This week, Infosys announced plans to significantly boost its onshore digital talent in the UK over the next three years, with the hope of creating 1,000 new jobs in the country.
The firm is keen to bulk out its digital delivery capabilities in the wake of the COVID-19 pandemic, which has seen firms across the globe accelerate digital transformation projects, leaving depleted talent pools in critical business areas such as cloud, cybersecurity, AI, and analytics. The move comes at a time when businesses in the UK are finding it increasingly difficult to access the right skills and talent to help drive important technology projects. When asked about challenges impacting their data and analytics strategy in a recent PAC survey, 38% advised that challenges hiring talent and training people were holding them back.

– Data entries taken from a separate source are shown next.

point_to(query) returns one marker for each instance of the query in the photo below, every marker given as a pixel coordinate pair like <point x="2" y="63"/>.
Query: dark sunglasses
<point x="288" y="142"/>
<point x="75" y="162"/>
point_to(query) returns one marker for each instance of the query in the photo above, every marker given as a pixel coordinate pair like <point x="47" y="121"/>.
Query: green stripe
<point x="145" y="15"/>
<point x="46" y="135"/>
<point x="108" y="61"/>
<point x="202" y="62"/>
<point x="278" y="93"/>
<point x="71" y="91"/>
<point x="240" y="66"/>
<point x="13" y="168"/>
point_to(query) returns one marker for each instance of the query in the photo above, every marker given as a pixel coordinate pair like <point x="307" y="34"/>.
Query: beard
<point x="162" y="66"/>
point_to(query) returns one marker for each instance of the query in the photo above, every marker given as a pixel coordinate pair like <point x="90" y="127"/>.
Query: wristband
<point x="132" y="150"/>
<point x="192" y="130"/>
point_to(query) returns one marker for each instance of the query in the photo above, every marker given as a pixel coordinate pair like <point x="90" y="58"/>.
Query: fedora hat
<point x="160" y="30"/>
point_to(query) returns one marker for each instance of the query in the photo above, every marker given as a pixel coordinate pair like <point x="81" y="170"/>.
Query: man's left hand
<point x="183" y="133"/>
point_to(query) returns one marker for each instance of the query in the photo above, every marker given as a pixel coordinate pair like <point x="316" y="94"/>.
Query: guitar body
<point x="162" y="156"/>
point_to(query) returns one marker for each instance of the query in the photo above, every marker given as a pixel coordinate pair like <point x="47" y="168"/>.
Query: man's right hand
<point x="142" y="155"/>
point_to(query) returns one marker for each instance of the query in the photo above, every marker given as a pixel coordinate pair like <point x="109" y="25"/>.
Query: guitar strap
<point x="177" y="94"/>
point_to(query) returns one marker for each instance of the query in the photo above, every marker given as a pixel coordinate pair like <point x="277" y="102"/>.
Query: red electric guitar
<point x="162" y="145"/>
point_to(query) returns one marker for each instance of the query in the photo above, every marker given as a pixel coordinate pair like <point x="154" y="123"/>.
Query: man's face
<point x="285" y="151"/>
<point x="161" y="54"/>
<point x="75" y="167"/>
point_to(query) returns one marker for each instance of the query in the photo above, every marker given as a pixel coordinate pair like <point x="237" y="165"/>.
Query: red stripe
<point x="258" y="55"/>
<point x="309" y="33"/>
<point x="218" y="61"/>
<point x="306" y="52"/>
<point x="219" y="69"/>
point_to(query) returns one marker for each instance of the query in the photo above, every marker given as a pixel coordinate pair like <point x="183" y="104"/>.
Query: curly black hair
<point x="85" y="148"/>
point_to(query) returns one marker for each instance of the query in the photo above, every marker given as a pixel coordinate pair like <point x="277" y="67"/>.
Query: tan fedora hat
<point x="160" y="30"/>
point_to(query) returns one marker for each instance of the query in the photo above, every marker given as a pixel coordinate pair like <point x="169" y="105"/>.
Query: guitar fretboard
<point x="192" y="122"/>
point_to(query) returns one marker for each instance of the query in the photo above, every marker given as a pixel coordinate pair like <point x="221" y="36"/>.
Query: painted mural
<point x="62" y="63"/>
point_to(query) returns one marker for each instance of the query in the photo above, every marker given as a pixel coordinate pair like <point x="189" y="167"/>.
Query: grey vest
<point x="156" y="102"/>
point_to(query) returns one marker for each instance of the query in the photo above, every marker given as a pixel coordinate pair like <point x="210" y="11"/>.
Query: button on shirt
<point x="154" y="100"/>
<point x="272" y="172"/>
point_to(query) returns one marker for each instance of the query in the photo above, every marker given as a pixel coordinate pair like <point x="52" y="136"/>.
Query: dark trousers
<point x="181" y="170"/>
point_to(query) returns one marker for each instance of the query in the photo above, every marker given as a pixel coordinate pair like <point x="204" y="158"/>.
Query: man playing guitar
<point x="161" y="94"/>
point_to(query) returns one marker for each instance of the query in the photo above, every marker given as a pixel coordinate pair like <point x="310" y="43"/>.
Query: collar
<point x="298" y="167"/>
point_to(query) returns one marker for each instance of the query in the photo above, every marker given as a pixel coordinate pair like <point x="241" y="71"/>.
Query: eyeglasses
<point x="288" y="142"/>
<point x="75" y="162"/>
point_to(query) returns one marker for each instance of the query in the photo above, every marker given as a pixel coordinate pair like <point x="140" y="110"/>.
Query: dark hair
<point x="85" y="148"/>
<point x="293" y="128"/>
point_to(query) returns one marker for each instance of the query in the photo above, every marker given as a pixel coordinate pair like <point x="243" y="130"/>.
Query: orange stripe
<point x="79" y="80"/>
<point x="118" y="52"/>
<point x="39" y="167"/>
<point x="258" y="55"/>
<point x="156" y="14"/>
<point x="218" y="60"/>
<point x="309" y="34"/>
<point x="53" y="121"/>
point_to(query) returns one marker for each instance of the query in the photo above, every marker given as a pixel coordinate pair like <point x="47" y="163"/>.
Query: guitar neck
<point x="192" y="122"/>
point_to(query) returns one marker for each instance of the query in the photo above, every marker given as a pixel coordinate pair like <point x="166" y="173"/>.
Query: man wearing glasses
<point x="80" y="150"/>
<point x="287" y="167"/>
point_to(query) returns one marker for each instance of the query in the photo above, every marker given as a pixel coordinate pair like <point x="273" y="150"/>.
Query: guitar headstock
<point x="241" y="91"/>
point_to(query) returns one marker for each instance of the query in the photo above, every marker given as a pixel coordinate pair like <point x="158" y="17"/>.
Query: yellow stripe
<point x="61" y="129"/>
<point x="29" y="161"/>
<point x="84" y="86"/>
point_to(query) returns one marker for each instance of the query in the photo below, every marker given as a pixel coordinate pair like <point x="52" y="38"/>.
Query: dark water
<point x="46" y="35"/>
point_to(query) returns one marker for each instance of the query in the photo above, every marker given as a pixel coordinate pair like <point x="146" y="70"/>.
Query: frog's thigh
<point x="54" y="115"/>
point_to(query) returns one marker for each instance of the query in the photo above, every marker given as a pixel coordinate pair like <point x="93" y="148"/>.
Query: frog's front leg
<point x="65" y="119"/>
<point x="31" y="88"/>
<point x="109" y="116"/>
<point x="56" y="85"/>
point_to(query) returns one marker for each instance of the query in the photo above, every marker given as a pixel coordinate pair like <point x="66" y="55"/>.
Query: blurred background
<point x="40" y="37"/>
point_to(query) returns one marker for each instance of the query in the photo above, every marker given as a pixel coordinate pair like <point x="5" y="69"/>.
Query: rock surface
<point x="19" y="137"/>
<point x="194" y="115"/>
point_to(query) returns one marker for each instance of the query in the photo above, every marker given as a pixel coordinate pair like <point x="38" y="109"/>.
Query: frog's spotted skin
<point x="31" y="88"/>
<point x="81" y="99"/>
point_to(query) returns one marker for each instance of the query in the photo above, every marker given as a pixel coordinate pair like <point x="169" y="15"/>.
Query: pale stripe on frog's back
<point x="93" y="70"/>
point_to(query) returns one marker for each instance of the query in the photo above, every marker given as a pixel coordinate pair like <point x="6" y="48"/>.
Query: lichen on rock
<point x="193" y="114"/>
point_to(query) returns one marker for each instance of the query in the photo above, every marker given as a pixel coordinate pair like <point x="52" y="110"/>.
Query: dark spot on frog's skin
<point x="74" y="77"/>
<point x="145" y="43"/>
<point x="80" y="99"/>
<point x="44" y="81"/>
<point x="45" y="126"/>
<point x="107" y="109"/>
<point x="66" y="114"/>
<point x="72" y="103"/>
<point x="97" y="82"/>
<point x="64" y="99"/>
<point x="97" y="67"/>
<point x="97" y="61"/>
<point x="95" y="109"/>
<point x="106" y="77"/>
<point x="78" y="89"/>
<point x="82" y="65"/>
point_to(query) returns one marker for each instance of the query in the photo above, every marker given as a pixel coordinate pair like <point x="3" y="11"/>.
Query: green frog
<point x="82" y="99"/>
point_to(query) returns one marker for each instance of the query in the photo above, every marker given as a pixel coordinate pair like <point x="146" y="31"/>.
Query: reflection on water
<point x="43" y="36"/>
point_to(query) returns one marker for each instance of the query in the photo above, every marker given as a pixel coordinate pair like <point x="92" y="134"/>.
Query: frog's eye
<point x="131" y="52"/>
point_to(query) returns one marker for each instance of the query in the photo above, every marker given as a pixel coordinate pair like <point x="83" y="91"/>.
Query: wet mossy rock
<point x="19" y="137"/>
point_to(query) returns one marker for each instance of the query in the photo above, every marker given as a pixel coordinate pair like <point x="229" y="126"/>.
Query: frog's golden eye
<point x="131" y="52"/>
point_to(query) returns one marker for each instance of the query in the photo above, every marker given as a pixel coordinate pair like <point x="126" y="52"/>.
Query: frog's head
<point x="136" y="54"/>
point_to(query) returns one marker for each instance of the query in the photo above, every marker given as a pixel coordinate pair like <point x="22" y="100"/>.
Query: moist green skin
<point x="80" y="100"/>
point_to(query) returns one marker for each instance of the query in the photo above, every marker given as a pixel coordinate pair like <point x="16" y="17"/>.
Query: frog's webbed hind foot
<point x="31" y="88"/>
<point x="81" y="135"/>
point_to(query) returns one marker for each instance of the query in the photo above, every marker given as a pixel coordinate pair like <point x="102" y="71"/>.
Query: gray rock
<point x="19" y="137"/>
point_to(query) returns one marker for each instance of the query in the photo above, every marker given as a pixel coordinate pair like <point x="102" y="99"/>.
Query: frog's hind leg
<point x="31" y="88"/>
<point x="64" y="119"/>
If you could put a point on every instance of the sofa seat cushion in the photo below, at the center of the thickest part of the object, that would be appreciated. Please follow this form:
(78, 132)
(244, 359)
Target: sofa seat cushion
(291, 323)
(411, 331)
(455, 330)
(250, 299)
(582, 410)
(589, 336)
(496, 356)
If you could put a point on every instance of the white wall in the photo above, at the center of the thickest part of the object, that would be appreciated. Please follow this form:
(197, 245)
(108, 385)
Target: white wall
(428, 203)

The impact of the pandemic aside, one of the fastest-growing trends in the IT Services industry was the demand for more onshore and nearshore delivery – with business leaders keen to play more of a role in solution development and many eager to keep business-critical capabilities such as cybersecurity close to home. To this end, Infosys has focused on building out a stronger footprint in growing markets, such as opening innovation centers in Finland to deliver into the attractive Nordics market. And boosting nearshore cybersecurity capabilities in Europe through the launch of a new cyber defence center in Bucharest. The firm combines these significant regional investments with the firm's growing pockets of onshore talent across Europe.
In the case of the firm's UK plans, Infosys aims to recruit directly from UK universities, with new talent trained extensively in high-demand digital technology services such as cloud and analytics. A move that sets the firm up to compete in a highly dynamic market, buoyed by ongoing demand for services and solutions that enable businesses to reach their digital ambitions under accelerated timelines.
For the UK government, the announcement is a reassuring one after two years of challenging economic conditions in the wake of the COVID-19 pandemic and many unresolved questions around the impact of Brexit on the sector.